The three-disc package contains 79 mostly jazz-flavored selections drawn chiefly from Mercer's Capitol recordings in the '40s, and he proves to be every bit as sophisticated and witty a vocalist as he was a lyricist (and sometimes composer).
Producers Scott Wenzel and Billy Vera chose to open the collection with Mercer's swinging 1942 rendition of Jerome Kern's "They Didn't Believe Me," presumably because it is the earliest of the recordings in the set.
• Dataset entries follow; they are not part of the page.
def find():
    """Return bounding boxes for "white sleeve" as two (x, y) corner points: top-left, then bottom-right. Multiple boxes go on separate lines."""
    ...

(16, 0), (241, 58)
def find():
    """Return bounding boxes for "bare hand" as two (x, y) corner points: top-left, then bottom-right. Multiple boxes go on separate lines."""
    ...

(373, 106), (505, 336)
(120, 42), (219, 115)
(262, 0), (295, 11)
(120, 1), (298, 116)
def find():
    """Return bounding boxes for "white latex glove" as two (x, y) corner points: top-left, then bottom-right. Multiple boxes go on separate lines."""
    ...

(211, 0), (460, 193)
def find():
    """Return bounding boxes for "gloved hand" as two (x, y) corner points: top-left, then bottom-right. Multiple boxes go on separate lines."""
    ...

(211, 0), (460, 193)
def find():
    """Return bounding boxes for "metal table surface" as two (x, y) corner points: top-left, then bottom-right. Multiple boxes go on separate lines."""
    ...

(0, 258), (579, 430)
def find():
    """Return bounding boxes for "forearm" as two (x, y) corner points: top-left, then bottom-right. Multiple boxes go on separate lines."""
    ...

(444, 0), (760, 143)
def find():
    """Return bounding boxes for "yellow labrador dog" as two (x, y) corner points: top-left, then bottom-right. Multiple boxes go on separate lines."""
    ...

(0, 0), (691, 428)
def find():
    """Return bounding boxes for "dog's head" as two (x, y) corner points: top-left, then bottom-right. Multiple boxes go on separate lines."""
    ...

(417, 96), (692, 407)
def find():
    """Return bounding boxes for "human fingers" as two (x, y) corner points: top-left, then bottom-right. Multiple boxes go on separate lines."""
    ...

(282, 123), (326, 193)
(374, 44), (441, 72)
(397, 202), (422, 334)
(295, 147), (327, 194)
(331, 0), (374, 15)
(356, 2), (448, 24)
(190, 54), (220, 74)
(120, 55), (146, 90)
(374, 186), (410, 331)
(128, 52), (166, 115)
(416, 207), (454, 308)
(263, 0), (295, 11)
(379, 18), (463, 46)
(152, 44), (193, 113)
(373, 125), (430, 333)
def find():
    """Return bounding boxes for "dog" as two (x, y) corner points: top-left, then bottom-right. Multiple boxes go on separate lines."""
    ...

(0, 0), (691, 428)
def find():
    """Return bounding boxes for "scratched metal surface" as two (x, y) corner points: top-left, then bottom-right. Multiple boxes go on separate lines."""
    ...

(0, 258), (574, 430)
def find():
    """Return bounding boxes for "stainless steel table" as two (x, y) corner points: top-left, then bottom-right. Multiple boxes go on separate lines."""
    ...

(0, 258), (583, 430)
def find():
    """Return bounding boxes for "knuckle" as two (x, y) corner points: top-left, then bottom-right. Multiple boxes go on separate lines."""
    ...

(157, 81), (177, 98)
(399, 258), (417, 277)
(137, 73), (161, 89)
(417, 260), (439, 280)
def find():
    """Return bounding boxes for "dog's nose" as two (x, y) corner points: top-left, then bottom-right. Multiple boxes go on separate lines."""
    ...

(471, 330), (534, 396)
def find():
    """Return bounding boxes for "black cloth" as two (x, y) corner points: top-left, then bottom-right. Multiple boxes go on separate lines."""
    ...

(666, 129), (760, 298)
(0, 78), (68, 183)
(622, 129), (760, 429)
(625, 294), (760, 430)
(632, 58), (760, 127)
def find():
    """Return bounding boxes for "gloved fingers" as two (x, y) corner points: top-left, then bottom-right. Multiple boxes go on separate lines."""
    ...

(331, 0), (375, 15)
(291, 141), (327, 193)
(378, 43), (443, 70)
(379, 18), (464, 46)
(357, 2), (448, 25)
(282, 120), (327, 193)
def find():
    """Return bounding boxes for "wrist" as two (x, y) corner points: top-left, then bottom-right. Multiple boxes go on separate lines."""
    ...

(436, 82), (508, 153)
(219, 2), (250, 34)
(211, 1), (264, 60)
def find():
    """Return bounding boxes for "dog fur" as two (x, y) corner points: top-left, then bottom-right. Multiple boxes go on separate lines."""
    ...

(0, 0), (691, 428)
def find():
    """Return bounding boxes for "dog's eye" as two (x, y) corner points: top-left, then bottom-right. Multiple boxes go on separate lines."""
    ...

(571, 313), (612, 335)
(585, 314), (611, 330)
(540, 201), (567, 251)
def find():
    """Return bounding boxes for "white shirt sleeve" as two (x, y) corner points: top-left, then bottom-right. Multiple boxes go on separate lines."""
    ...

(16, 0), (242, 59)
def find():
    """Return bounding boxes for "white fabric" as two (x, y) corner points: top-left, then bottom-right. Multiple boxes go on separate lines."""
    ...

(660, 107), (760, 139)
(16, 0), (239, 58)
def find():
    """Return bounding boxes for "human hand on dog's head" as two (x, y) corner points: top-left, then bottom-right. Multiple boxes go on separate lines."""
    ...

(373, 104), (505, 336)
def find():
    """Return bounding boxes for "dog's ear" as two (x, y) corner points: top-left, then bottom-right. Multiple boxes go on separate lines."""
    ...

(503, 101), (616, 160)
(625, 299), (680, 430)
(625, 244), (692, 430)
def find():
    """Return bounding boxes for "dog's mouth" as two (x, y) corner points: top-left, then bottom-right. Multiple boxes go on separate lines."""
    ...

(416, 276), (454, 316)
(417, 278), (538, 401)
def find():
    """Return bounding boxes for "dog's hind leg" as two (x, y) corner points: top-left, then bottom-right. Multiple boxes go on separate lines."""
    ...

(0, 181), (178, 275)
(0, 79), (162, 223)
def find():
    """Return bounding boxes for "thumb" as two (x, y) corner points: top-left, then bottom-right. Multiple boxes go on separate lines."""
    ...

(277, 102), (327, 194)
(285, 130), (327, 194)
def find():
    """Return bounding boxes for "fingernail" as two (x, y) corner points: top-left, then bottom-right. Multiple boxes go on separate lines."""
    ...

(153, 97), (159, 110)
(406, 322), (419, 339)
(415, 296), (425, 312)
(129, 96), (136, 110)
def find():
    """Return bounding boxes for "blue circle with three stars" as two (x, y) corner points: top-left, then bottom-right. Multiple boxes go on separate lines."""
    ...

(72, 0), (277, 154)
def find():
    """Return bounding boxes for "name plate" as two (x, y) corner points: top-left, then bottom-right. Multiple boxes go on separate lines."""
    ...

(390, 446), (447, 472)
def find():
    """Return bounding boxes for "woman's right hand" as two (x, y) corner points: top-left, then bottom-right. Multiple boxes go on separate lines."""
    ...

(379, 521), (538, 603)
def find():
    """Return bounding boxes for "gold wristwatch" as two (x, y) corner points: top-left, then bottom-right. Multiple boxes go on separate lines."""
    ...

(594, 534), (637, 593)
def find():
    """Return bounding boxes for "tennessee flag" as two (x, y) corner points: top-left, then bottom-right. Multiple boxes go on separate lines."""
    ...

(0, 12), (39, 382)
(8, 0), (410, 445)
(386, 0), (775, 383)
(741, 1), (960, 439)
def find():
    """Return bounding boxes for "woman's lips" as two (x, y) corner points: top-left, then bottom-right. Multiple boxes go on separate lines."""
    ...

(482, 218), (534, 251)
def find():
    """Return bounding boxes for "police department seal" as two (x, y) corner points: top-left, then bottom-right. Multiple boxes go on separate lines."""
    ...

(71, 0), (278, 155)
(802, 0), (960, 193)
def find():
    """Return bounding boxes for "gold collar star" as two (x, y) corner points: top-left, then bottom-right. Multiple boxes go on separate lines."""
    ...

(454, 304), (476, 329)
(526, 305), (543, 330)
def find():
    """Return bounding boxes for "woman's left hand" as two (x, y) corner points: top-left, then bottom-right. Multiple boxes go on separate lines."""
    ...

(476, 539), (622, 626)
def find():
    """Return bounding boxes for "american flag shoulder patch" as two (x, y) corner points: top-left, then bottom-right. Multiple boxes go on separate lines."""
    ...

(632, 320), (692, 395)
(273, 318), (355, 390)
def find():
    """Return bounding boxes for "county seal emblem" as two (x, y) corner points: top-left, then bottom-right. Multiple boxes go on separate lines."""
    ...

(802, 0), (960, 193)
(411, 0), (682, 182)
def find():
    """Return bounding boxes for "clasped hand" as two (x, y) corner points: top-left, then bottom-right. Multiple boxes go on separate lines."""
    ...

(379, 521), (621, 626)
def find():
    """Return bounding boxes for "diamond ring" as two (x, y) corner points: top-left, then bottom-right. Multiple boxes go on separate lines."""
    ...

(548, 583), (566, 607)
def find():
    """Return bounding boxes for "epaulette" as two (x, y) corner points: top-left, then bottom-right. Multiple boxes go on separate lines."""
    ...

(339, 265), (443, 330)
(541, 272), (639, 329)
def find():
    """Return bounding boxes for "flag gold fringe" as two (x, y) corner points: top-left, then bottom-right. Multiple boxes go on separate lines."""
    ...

But the number is also an ideal introduction to Mercer's stylish mix of informality and skillful craft. When you first hear him on the ballad, you are reminded a bit of Frank Sinatra -- the careful phrasing and smooth flow. As the track proceeds, however, Mercer's approach feels closer to Bing Crosby's more casual style.
From this relatively mainstream beginning, Mercer moves in consistently surprising and inventive directions. In the liner notes, vocalist Margaret Whiting calls the collection, which includes nine previously unreleased tracks, the "marvelously uninhibited side" of Mercer, and she's right on target.
"Mosaic Select: Johnny Mercer"
The back story: Mercer was born in Georgia but headed for New York as a young man to pursue acting. He soon switched to singing and songwriting and moved on to Hollywood, where he had his greatest success. Eighteen of Mercer's songs were nominated for Academy Awards, and four of them won, including "In the Cool, Cool, Cool of the Evening" (with Hoagy Carmichael) and "Days of Wine and Roses" (with Henry Mancini).
Mercer also enjoyed considerable success as a recording artist, including four No. 1 singles on Capitol, which he cofounded with Glenn Wallichs and Buddy DeSylva. Among those hits were "On the Atchison, Topeka, and the Santa Fe" (written with Harry Warren) and "Ac-Cent-Tchu-Ate the Positive" (with Harold Arlen). Mercer died in 1976 at the age of 66.
The music: There are only 12 Mercer songs in the set, but two of them illustrate nicely the way Mercer, the writer and singer, loved having fun with words. It's hard to listen to some of the lyrics to "Ac-Cent-Tchu-Ate the Positive" without smiling.
After pointing out the benefits of a positive attitude, Mercer declares:
To illustrate my last remark
Jonah in the whale, Noah in the ark.
What did they do, just when everything looked so dark?
Man, they said, we better
Ac-cent-tchu-ate the positive
E-lim-i-nate the negative
And latch on to the affirmative
Don't mess with Mister In-Between.
At the same time, Mercer wrote what Sinatra has called the greatest saloon song ever: "One for My Baby" (also with Arlen). Mercer's lyrics are so intimate and efficient, slipping in such exquisite rhymes as "episode," "code," "explode" and "road" without detracting from the intimate, downbeat mood. The opening lines:
It's quarter to three, there's no one in the place except you and me
So, set 'em up, Joe, I got a little story you oughta know
We're drinkin', my friend, to the end of a brief episode
Make it one for my baby and one more for the road.
Between those cornerstones, Mercer moves all over the place in the set, from "G.I. Jive," which throws his own rhymes at you with the force of an NBA slam dunk, to the fun in his voice as he weaves his way through Sammy Fain-Jack Yellen's "Never Make Eyes (At the Gal With the Guys Who Are Bigger Than You)."
How could anyone resist?
Further listening: "Johnny Mercer: The Capitol Collector's Series" on Capitol focuses on Mercer's pop hits, while "Two of Kind," on East/West and featuring Mercer in duets with Bobby Darin, is a favorite of hard-core Mercer and Darin fans.